Et une fois de plus, nous voilà forcés de nous hâter plus que prévu pour respecter notre planning. Souvenez-vous, la fin de nos aventures mongoles était marquée par le sceau amer des attentes douanières. Presque une semaine de perdue à la frontière pour d'agaçants problèmes de visas... et nous voilà en retard ! C'est que, cette fois, nous avons un, et même deux, rendez-vous immanquables. Le premier, c'est l'éclipse totale de soleil du 1er août, dont la bande de totalité se situe tout près, à quelques centaines de kilomètres de la frontière (avouons-le, nous avions calculé spécialement notre itinéraire pour ne pas rater ce phénomène rarissime...).

Le second, c'est bien sûr notre ami Krys, qui profite lui aussi d'un voyage «spécial éclipse» pour venir nous rencontrer sur place.

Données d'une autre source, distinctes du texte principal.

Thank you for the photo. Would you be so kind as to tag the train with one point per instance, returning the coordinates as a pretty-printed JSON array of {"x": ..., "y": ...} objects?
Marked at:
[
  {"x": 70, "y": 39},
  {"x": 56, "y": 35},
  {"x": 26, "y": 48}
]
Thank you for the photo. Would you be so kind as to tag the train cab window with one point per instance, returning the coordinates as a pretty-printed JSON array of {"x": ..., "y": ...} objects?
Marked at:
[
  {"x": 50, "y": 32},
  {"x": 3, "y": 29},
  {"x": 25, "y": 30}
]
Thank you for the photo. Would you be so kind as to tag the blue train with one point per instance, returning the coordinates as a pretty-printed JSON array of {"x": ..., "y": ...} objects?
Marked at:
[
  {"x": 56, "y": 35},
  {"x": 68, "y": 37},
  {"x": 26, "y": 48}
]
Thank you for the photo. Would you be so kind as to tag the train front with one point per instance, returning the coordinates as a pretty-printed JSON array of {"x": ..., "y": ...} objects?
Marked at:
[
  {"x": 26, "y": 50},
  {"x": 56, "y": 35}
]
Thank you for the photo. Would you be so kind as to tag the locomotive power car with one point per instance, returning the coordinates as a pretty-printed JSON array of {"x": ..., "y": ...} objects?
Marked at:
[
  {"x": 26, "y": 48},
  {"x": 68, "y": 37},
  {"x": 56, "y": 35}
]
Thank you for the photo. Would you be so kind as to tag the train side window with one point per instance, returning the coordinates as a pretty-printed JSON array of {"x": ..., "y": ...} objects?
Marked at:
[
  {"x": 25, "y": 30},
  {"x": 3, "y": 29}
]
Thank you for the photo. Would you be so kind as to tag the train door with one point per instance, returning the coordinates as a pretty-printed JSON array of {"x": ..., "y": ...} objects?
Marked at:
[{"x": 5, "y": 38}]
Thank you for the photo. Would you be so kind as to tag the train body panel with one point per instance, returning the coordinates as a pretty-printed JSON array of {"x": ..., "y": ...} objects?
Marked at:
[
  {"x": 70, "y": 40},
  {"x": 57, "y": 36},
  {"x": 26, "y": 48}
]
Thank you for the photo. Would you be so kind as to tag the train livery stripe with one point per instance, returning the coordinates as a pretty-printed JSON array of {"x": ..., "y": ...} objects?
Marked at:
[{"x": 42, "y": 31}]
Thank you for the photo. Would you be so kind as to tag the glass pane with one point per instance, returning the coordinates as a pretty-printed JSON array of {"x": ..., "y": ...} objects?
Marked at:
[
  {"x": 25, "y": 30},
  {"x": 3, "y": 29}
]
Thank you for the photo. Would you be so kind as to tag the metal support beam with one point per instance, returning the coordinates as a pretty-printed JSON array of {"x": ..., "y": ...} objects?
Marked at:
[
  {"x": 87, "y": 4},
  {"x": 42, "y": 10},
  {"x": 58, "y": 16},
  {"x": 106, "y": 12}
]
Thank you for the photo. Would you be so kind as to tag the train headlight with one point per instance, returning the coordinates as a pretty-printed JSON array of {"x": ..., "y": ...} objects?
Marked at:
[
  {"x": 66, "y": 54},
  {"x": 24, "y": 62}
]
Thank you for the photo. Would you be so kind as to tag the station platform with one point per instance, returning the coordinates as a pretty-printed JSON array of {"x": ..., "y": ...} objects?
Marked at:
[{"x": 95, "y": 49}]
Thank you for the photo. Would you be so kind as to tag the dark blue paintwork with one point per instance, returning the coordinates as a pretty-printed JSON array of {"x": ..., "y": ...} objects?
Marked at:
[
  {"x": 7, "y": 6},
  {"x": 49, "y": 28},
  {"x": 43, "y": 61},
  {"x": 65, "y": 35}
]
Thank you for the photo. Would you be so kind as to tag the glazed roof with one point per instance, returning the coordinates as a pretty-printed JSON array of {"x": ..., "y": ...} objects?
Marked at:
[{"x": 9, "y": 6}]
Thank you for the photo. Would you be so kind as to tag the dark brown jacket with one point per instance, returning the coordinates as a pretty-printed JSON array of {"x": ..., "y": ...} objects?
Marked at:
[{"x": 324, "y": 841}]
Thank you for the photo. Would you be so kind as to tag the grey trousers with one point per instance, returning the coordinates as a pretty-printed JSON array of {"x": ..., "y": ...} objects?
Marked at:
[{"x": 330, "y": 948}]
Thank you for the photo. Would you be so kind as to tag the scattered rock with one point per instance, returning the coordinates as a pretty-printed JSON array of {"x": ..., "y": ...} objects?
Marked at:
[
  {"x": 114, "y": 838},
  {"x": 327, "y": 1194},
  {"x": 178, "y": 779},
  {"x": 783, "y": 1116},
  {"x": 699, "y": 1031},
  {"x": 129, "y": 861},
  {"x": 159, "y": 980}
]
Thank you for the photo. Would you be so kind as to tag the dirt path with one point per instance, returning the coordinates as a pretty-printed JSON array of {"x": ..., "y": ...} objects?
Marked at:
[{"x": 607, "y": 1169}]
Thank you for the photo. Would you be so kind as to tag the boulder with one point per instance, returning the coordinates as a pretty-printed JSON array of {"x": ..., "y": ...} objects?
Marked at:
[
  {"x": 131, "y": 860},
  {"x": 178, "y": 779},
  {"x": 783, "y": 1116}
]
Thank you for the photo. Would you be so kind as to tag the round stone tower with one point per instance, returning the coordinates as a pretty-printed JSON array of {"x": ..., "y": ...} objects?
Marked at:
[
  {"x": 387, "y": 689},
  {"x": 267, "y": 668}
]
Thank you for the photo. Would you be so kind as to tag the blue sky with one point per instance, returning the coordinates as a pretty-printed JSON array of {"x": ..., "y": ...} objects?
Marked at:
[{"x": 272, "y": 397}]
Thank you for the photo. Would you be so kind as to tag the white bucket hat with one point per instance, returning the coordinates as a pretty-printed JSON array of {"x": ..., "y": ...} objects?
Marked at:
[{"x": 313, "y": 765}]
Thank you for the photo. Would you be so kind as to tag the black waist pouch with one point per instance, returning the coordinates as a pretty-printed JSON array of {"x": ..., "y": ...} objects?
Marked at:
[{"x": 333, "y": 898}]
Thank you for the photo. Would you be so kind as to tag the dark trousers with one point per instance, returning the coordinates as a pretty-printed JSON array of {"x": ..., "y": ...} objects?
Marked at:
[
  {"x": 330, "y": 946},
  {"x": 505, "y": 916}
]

Il y a un peu plus de deux ans, en 2006, nous nous étions séparés sur ces termes : «Rendez-vous à Byisk, Sibérie Australe, le 31 juillet 2008 à 19h, sur le parvis de l'église!» (on s'était dit qu'il y aurait sûrement une église à Byisk !).

Hmm... sauf que là, nous voici au matin du 31 juillet, et même si nous avons enfin franchi la frontière russe, nous sommes encore à presque 800 km de Byisk: aïe ! Nos réacteurs de vélo n'étant pas encore tout à fait au point, il va nous falloir faire le trajet à moteur...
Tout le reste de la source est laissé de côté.